What Is the Composition and Structure of Lead-acid Batteries?

Lead-acid batteries consist of several key components, and their structure is designed to facilitate the electrochemical reactions that occur during the charging and discharging processes. The basic components of a lead-acid battery include:

  1. Positive Plate (Cathode):
    • The positive plate is typically made of lead dioxide (PbO2). Lead dioxide serves as the active material for the positive electrode, and it undergoes chemical reactions during both discharge and charge cycles.
  2. Negative Plate (Anode):
    • The negative plate is composed of sponge lead (Pb). Sponge lead acts as the active material for the negative electrode and also undergoes chemical reactions during the battery’s operation.
  3. Separator:
    • The separator is a porous material placed between the positive and negative plates to prevent direct electrical contact between them. It allows the flow of ions while preventing short circuits.
  4. Electrolyte:
    • The electrolyte in a lead-acid battery is a solution of sulfuric acid (H2SO4) and water. The electrolyte facilitates the movement of ions between the positive and negative plates during the electrochemical reactions.
  5. Cell Container:
    • The cell container is typically made of plastic and serves as the outer casing that holds all the components together. It also houses the electrolyte.
  6. Vent Caps:
    • Vent caps are typically present on each cell of the battery and serve as a way for gases produced during charging to escape while preventing the entry of external contaminants.
  7. Terminal Posts:
    • Terminal posts are the connection points where external electrical connections are made to the battery. These posts allow the flow of electrical current into and out of the battery.

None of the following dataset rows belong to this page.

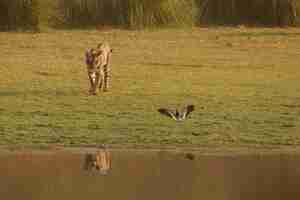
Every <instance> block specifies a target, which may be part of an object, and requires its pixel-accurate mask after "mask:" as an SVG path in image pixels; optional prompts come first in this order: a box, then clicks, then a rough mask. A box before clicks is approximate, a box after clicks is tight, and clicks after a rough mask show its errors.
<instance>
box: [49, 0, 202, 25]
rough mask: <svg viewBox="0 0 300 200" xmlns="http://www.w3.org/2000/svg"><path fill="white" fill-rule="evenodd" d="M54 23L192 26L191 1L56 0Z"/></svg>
mask: <svg viewBox="0 0 300 200" xmlns="http://www.w3.org/2000/svg"><path fill="white" fill-rule="evenodd" d="M56 9H57V10H56V11H57V15H56V17H55V18H54V23H55V24H56V25H58V26H60V25H67V26H71V27H74V26H75V27H76V26H77V27H82V26H93V25H114V26H123V27H127V28H144V27H157V26H165V25H175V26H183V25H194V23H195V16H196V14H197V6H196V5H195V3H194V0H151V1H149V0H59V1H58V4H57V7H56Z"/></svg>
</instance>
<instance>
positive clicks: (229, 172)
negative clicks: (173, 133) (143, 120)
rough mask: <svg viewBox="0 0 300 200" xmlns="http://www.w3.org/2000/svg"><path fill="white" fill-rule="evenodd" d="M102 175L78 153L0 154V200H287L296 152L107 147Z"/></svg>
mask: <svg viewBox="0 0 300 200" xmlns="http://www.w3.org/2000/svg"><path fill="white" fill-rule="evenodd" d="M111 155H112V169H111V170H110V171H109V172H108V173H107V175H101V173H98V172H97V171H85V170H84V169H83V162H84V154H83V153H80V152H77V153H76V152H73V153H71V152H64V151H58V152H38V153H30V152H17V153H2V154H1V155H0V196H1V199H11V200H13V199H22V200H48V199H49V200H50V199H51V200H53V199H55V200H60V199H64V200H67V199H72V200H77V199H78V200H79V199H122V200H135V199H137V200H148V199H149V200H153V199H158V200H160V199H172V200H183V199H189V200H190V199H191V200H193V199H195V200H196V199H197V200H201V199H204V200H248V199H249V200H254V199H255V200H260V199H262V200H268V199H270V200H277V199H279V200H283V199H287V200H292V199H297V200H298V199H299V198H300V187H299V186H300V155H296V154H273V155H239V156H229V155H228V156H220V155H219V156H217V155H216V156H211V155H210V156H204V155H200V154H199V155H197V154H195V159H194V160H193V159H188V158H187V156H185V155H184V153H178V152H176V153H174V152H167V151H150V152H143V151H125V152H123V151H117V150H115V151H112V152H111Z"/></svg>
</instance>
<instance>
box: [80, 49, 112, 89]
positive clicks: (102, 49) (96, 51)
mask: <svg viewBox="0 0 300 200" xmlns="http://www.w3.org/2000/svg"><path fill="white" fill-rule="evenodd" d="M111 54H112V49H111V48H110V46H109V44H108V43H100V44H98V46H97V48H95V49H94V48H92V49H89V50H87V51H86V54H85V57H86V65H87V72H88V77H89V81H90V90H89V92H90V94H94V95H95V94H97V89H98V88H99V89H100V90H102V91H107V90H108V89H109V87H110V79H111V70H110V60H111Z"/></svg>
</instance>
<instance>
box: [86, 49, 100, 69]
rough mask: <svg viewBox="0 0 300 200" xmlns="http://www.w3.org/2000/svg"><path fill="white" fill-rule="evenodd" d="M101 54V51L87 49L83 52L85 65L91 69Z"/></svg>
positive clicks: (96, 61) (96, 63) (92, 49)
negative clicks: (90, 68) (91, 67)
mask: <svg viewBox="0 0 300 200" xmlns="http://www.w3.org/2000/svg"><path fill="white" fill-rule="evenodd" d="M101 54H102V52H101V51H97V50H95V49H89V50H87V51H86V52H85V63H86V64H87V65H88V66H90V67H93V66H94V65H97V62H98V59H97V58H98V57H99V55H101Z"/></svg>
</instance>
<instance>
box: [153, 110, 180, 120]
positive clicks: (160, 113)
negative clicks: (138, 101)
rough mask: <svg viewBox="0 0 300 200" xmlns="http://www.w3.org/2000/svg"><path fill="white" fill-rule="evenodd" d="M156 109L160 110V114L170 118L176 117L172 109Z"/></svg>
mask: <svg viewBox="0 0 300 200" xmlns="http://www.w3.org/2000/svg"><path fill="white" fill-rule="evenodd" d="M157 111H158V112H160V114H162V115H165V116H168V117H171V118H173V119H175V120H176V117H175V115H174V113H173V112H172V111H170V110H168V109H165V108H160V109H158V110H157Z"/></svg>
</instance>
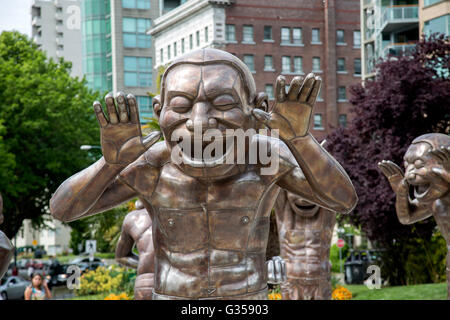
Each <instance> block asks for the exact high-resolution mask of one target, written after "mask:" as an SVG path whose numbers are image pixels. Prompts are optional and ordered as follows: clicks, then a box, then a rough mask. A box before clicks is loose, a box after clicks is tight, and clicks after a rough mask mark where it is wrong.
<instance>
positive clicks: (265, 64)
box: [264, 56, 274, 71]
mask: <svg viewBox="0 0 450 320" xmlns="http://www.w3.org/2000/svg"><path fill="white" fill-rule="evenodd" d="M264 70H266V71H273V70H274V69H273V57H272V56H264Z"/></svg>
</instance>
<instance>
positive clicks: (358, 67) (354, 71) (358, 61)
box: [353, 58, 361, 76]
mask: <svg viewBox="0 0 450 320" xmlns="http://www.w3.org/2000/svg"><path fill="white" fill-rule="evenodd" d="M353 68H354V70H355V71H354V75H356V76H360V75H361V59H360V58H355V60H353Z"/></svg>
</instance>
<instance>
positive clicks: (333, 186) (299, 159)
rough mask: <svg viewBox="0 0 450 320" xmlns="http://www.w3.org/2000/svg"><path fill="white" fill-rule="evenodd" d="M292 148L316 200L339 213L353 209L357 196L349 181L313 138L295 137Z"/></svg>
mask: <svg viewBox="0 0 450 320" xmlns="http://www.w3.org/2000/svg"><path fill="white" fill-rule="evenodd" d="M289 148H290V149H291V152H292V153H293V154H294V157H295V159H296V160H297V163H298V164H299V166H300V168H301V169H302V171H303V174H304V175H305V178H306V179H307V181H308V183H309V184H310V186H311V188H312V190H313V192H314V193H315V195H316V197H317V198H319V199H320V200H321V201H322V202H324V203H327V206H328V207H329V209H332V210H333V211H336V212H339V213H347V212H350V211H351V210H353V209H354V207H355V206H356V203H357V201H358V197H357V195H356V191H355V189H354V187H353V184H352V182H351V180H350V178H349V177H348V175H347V173H346V172H345V170H344V169H343V168H342V167H341V165H340V164H339V163H338V162H337V161H336V160H335V159H334V158H333V157H332V156H331V155H330V154H329V153H328V152H327V151H326V150H325V149H324V148H323V147H322V146H321V145H320V144H319V143H318V142H317V141H316V140H315V139H314V137H312V136H311V135H310V134H308V135H306V136H304V137H300V138H295V139H293V140H291V141H290V143H289Z"/></svg>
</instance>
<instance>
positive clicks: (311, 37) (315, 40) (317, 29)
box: [311, 28, 320, 43]
mask: <svg viewBox="0 0 450 320" xmlns="http://www.w3.org/2000/svg"><path fill="white" fill-rule="evenodd" d="M311 43H320V29H318V28H314V29H312V31H311Z"/></svg>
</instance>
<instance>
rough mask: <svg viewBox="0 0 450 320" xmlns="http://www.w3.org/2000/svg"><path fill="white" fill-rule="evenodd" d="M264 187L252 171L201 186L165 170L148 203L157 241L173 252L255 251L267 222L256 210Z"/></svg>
mask: <svg viewBox="0 0 450 320" xmlns="http://www.w3.org/2000/svg"><path fill="white" fill-rule="evenodd" d="M268 187H269V186H267V185H265V184H264V181H263V180H262V179H260V178H259V177H258V176H257V175H256V174H254V173H252V172H247V173H243V174H241V175H239V176H237V177H234V178H233V179H227V180H225V181H221V182H220V183H214V182H210V183H205V182H201V181H198V180H197V179H194V178H191V177H188V176H185V175H180V172H179V171H178V170H177V169H176V168H174V167H167V166H166V167H165V168H164V170H163V171H162V174H161V177H160V179H159V182H158V185H157V187H156V189H155V191H154V193H153V196H152V199H151V203H152V206H153V208H154V209H155V214H156V219H157V224H158V225H157V232H156V234H155V236H156V237H157V241H159V240H158V239H160V240H161V241H162V242H165V243H167V244H168V246H169V247H170V249H171V251H175V252H185V251H190V252H191V251H193V250H199V249H202V248H206V247H208V246H211V247H213V248H216V249H222V250H244V249H245V248H252V247H253V248H255V249H256V247H257V248H258V249H260V247H261V244H262V243H263V242H264V241H262V240H264V238H265V236H266V235H265V233H266V229H267V230H268V226H269V219H268V217H260V216H258V206H259V204H260V202H261V199H263V198H264V197H265V194H266V193H265V191H266V190H267V189H268Z"/></svg>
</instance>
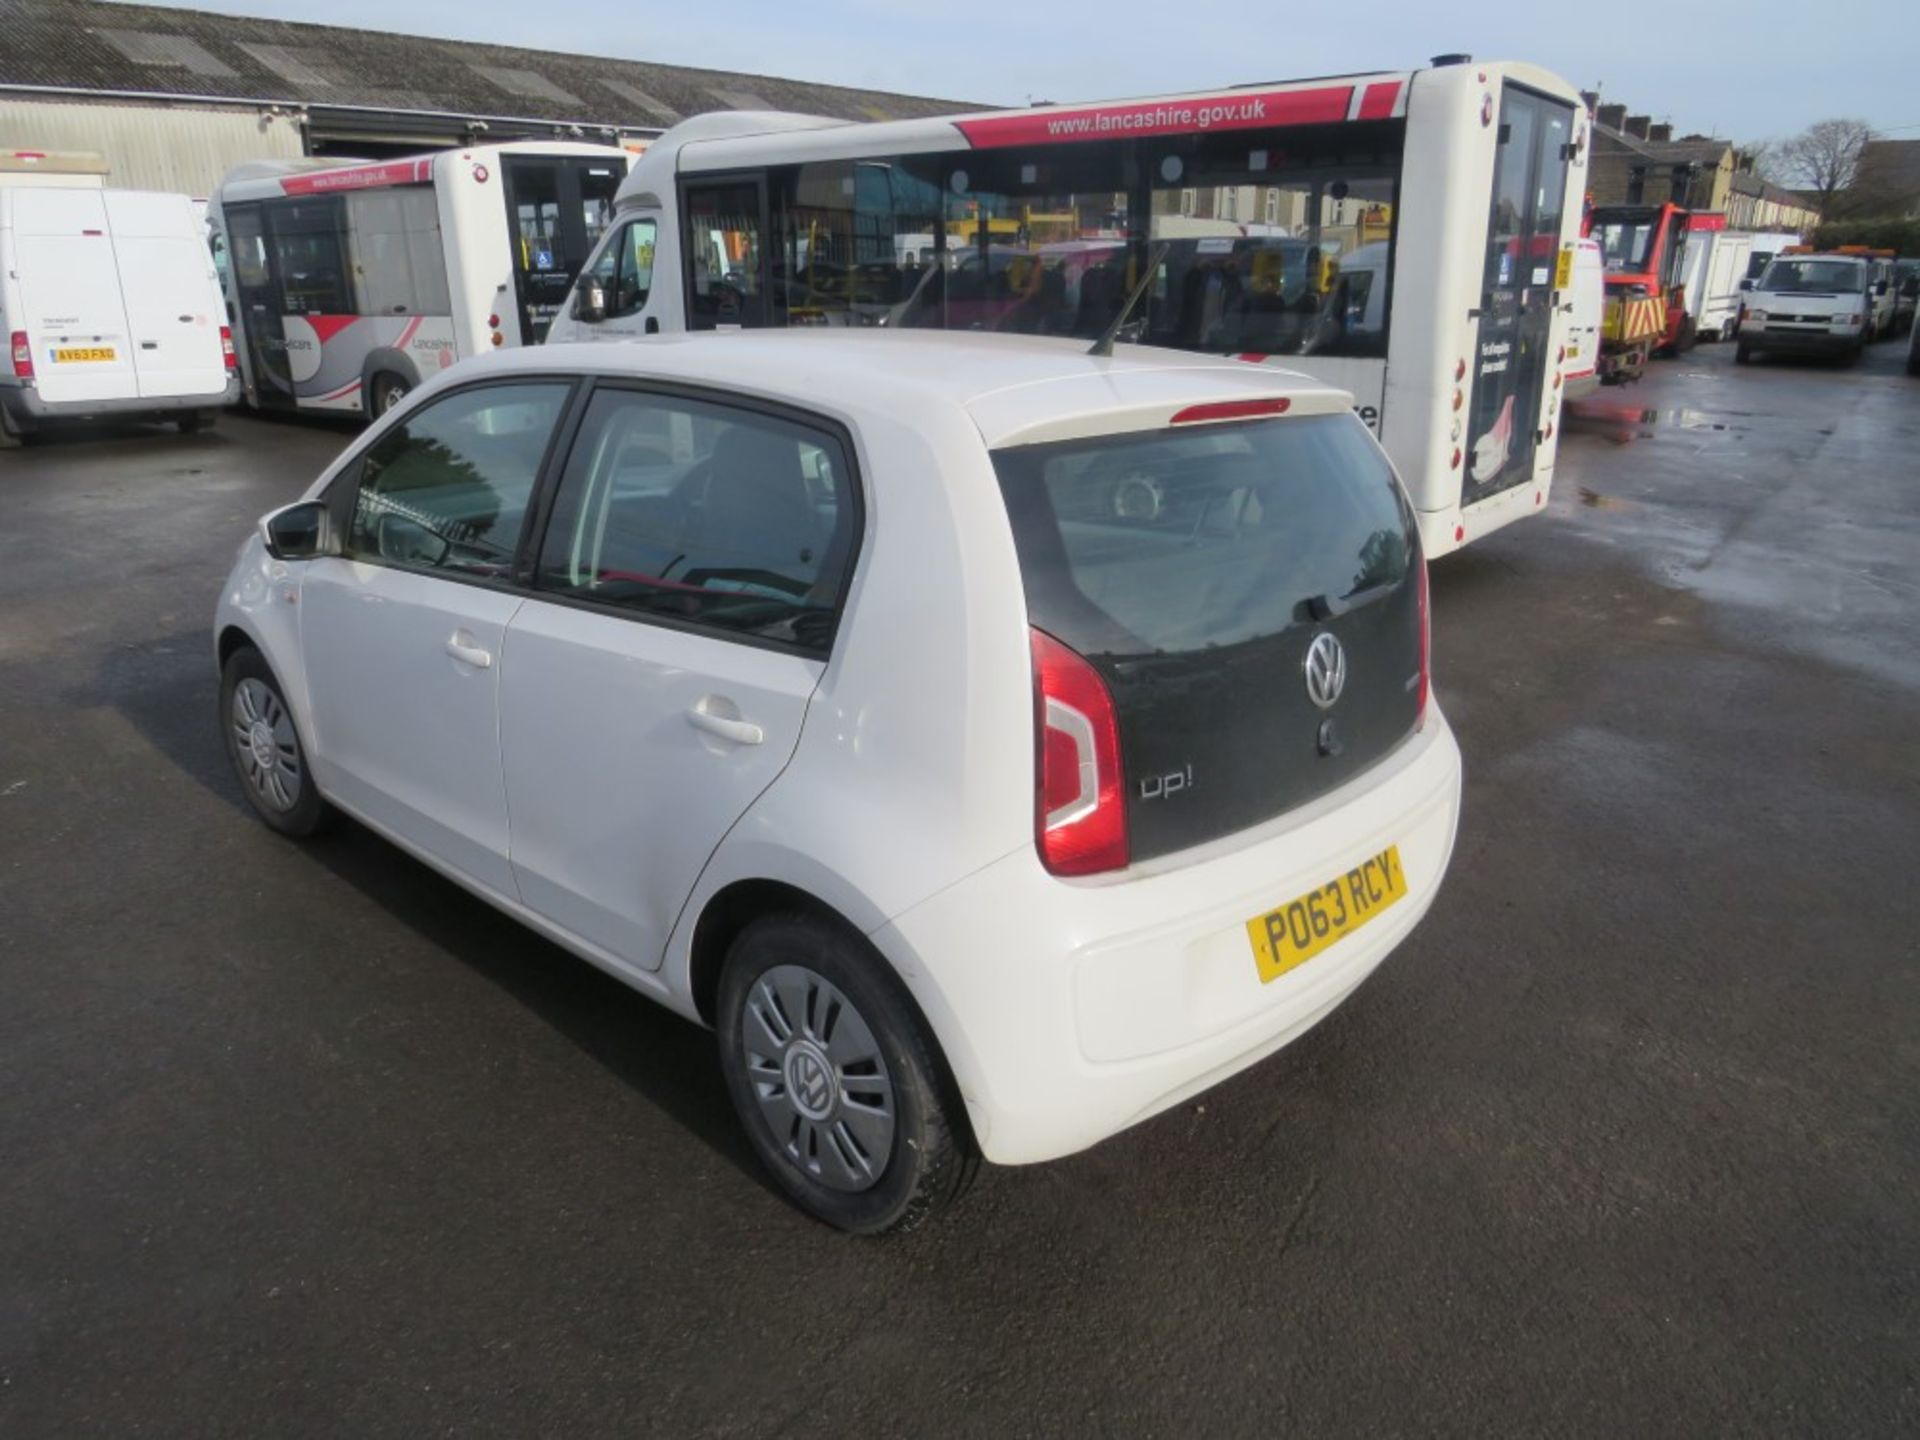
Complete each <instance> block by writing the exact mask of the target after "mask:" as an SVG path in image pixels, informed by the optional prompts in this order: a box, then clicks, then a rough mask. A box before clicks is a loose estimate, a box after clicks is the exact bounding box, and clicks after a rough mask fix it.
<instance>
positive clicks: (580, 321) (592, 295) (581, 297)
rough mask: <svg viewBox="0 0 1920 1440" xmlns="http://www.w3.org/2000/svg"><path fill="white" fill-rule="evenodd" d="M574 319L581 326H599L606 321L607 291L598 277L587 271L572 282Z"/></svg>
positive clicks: (606, 307) (581, 273)
mask: <svg viewBox="0 0 1920 1440" xmlns="http://www.w3.org/2000/svg"><path fill="white" fill-rule="evenodd" d="M574 319H576V321H580V323H582V324H599V323H601V321H605V319H607V290H605V288H603V286H601V282H599V276H595V275H591V273H588V271H582V273H580V278H578V280H574Z"/></svg>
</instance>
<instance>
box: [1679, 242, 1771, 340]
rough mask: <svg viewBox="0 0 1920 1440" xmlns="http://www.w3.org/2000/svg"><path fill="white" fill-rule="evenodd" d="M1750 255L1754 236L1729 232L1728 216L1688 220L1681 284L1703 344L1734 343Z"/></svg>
mask: <svg viewBox="0 0 1920 1440" xmlns="http://www.w3.org/2000/svg"><path fill="white" fill-rule="evenodd" d="M1749 255H1753V236H1751V234H1747V232H1745V230H1728V228H1726V215H1716V213H1693V215H1692V217H1690V219H1688V236H1686V252H1684V253H1682V257H1680V284H1682V286H1684V288H1686V309H1688V317H1690V319H1692V321H1693V334H1697V336H1699V338H1701V340H1732V338H1734V334H1736V332H1738V330H1740V282H1741V280H1743V278H1745V276H1747V257H1749Z"/></svg>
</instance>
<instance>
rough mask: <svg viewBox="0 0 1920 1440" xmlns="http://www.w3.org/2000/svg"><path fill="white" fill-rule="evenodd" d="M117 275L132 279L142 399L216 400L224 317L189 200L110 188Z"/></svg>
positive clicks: (136, 335)
mask: <svg viewBox="0 0 1920 1440" xmlns="http://www.w3.org/2000/svg"><path fill="white" fill-rule="evenodd" d="M102 194H104V196H106V209H108V221H109V228H111V232H113V252H115V255H117V257H119V271H121V275H123V276H127V282H125V286H123V290H125V298H127V324H129V334H131V348H132V365H134V376H136V382H138V394H140V397H142V399H163V397H169V396H219V394H221V392H223V390H227V359H225V353H223V349H221V323H223V321H225V311H223V309H221V305H219V292H217V290H215V280H213V252H211V250H209V248H207V238H205V227H204V225H202V223H200V219H198V217H196V215H194V205H192V202H190V200H188V198H186V196H167V194H148V192H140V190H106V192H102Z"/></svg>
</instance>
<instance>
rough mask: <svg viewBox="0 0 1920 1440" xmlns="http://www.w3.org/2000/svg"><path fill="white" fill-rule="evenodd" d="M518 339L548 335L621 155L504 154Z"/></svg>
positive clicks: (607, 215)
mask: <svg viewBox="0 0 1920 1440" xmlns="http://www.w3.org/2000/svg"><path fill="white" fill-rule="evenodd" d="M501 169H503V173H505V186H507V217H509V223H511V230H509V240H511V244H513V292H515V301H516V303H518V307H520V344H526V346H534V344H540V342H541V340H545V338H547V326H549V324H551V323H553V317H555V315H559V313H561V307H563V305H566V296H568V290H570V288H572V284H574V276H576V275H580V267H582V265H586V261H588V252H591V250H593V242H595V240H599V238H601V232H603V230H605V228H607V223H609V221H611V219H612V198H614V192H616V190H618V188H620V180H622V179H626V165H624V163H622V161H620V157H618V156H607V157H605V159H599V157H595V156H503V163H501Z"/></svg>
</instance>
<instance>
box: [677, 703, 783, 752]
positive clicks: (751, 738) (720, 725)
mask: <svg viewBox="0 0 1920 1440" xmlns="http://www.w3.org/2000/svg"><path fill="white" fill-rule="evenodd" d="M724 710H733V714H724ZM687 720H689V722H691V724H693V728H695V730H705V732H707V733H708V735H718V737H720V739H730V741H733V743H735V745H758V743H760V741H764V739H766V732H764V730H760V726H756V724H753V720H741V718H739V710H737V708H735V707H733V703H732V701H724V699H720V697H718V695H708V697H707V699H703V701H701V703H699V705H695V707H693V708H691V710H687Z"/></svg>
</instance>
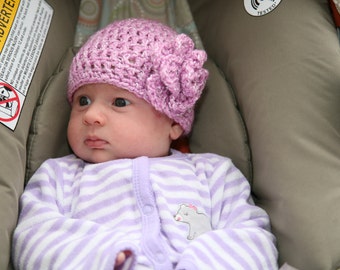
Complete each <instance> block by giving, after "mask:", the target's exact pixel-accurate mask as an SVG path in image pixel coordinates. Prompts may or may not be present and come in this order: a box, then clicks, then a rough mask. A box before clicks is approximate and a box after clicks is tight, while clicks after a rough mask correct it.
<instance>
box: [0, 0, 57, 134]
mask: <svg viewBox="0 0 340 270" xmlns="http://www.w3.org/2000/svg"><path fill="white" fill-rule="evenodd" d="M52 15H53V9H52V8H51V6H50V5H48V4H47V3H46V2H45V1H44V0H0V123H2V124H3V125H5V126H7V127H8V128H10V129H12V130H14V129H15V127H16V125H17V123H18V119H19V117H20V114H21V110H22V107H23V104H24V102H25V98H26V96H27V94H28V89H29V86H30V83H31V80H32V78H33V75H34V72H35V69H36V67H37V64H38V61H39V57H40V55H41V52H42V49H43V46H44V43H45V40H46V36H47V33H48V30H49V27H50V24H51V20H52Z"/></svg>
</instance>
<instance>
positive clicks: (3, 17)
mask: <svg viewBox="0 0 340 270" xmlns="http://www.w3.org/2000/svg"><path fill="white" fill-rule="evenodd" d="M19 4H20V0H2V1H1V0H0V53H1V52H2V49H3V47H4V45H5V43H6V40H7V36H8V34H9V32H10V30H11V27H12V24H13V21H14V18H15V15H16V14H17V11H18V7H19Z"/></svg>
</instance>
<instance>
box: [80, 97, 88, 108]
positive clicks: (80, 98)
mask: <svg viewBox="0 0 340 270" xmlns="http://www.w3.org/2000/svg"><path fill="white" fill-rule="evenodd" d="M89 104H91V100H90V99H89V98H88V97H86V96H81V97H80V98H79V105H80V106H86V105H89Z"/></svg>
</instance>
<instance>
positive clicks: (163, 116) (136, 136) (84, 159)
mask: <svg viewBox="0 0 340 270" xmlns="http://www.w3.org/2000/svg"><path fill="white" fill-rule="evenodd" d="M181 133H182V129H181V128H180V126H179V125H178V124H176V123H174V122H173V121H172V120H171V119H169V118H168V117H167V116H166V115H164V114H162V113H159V112H157V111H156V110H155V109H154V108H153V107H152V106H151V105H150V104H149V103H147V102H146V101H145V100H144V99H141V98H138V97H137V96H135V95H134V94H132V93H130V92H128V91H126V90H124V89H121V88H118V87H115V86H112V85H108V84H89V85H85V86H82V87H81V88H79V89H78V90H77V91H76V92H75V94H74V97H73V103H72V111H71V116H70V121H69V125H68V140H69V143H70V146H71V148H72V150H73V151H74V153H75V154H76V155H77V156H78V157H80V158H81V159H84V160H86V161H87V162H91V163H98V162H105V161H108V160H113V159H120V158H135V157H139V156H148V157H160V156H165V155H168V154H169V147H170V143H171V141H172V140H174V139H177V138H178V137H179V136H180V135H181Z"/></svg>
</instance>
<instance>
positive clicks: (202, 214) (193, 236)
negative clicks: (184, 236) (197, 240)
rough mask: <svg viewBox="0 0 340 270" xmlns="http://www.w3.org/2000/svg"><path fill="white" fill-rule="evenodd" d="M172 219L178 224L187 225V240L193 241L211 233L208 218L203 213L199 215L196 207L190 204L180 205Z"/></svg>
mask: <svg viewBox="0 0 340 270" xmlns="http://www.w3.org/2000/svg"><path fill="white" fill-rule="evenodd" d="M174 218H175V220H176V221H178V222H183V223H187V224H188V226H189V232H188V237H187V238H188V240H193V239H195V238H196V237H198V236H199V235H201V234H203V233H205V232H207V231H211V224H210V220H209V218H208V216H207V215H206V214H204V213H200V212H199V211H198V210H197V207H196V206H194V205H192V204H181V205H180V206H179V208H178V211H177V213H176V214H175V216H174Z"/></svg>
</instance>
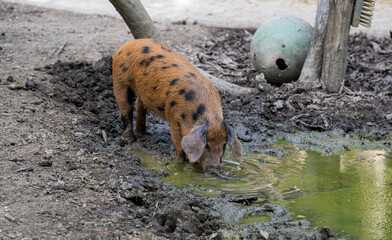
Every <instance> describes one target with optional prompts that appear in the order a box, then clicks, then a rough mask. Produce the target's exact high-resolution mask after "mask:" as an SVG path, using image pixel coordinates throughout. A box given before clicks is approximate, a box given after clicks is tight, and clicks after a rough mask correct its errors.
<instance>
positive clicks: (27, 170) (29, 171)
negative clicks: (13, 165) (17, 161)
mask: <svg viewBox="0 0 392 240" xmlns="http://www.w3.org/2000/svg"><path fill="white" fill-rule="evenodd" d="M33 171H34V169H33V168H32V167H27V168H21V169H18V170H16V172H33Z"/></svg>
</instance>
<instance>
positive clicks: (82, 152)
mask: <svg viewBox="0 0 392 240" xmlns="http://www.w3.org/2000/svg"><path fill="white" fill-rule="evenodd" d="M84 152H85V151H84V149H83V148H81V149H80V150H79V151H78V152H77V153H76V156H82V155H83V154H84Z"/></svg>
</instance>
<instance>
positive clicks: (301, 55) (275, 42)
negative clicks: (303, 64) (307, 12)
mask: <svg viewBox="0 0 392 240" xmlns="http://www.w3.org/2000/svg"><path fill="white" fill-rule="evenodd" d="M312 32H313V28H312V26H310V24H309V23H307V22H306V21H304V20H302V19H300V18H297V17H291V16H280V17H275V18H273V19H271V20H269V21H268V22H266V23H264V24H263V25H261V26H260V27H259V28H258V29H257V31H256V32H255V34H254V36H253V39H252V43H251V50H250V51H251V55H252V56H251V57H252V63H253V66H254V67H255V68H256V70H257V71H258V72H259V73H263V74H264V77H265V79H266V80H267V82H269V83H271V84H274V85H281V84H282V83H287V82H292V81H296V80H297V79H298V78H299V75H300V74H301V69H302V66H303V64H304V61H305V58H306V54H307V52H308V48H309V44H310V39H311V37H312Z"/></svg>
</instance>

The overall structure of a lead-acid battery involves multiple cells connected in series to achieve the desired voltage. Each cell consists of one positive plate, one negative plate, and a separator, immersed in an electrolyte solution. The cells are connected in series to increase the voltage, and the entire assembly is housed in a container.

During discharge, the chemical reactions at the electrodes lead to the conversion of lead dioxide at the positive plate to lead sulfate, and sponge lead at the negative plate is also converted to lead sulfate. During charging, these reactions are reversed, converting lead sulfate back into lead dioxide at the positive plate and sponge lead at the negative plate.

It’s important to note that lead-acid batteries are often categorized into different types, such as flooded lead-acid batteries, where the electrolyte is in liquid form, and valve-regulated lead-acid (VRLA) batteries, which include absorbent glass mat (AGM) and gel batteries, where the electrolyte is immobilized in some way, either by being absorbed in a mat or immobilized in a gel. Each type has its specific advantages and applications.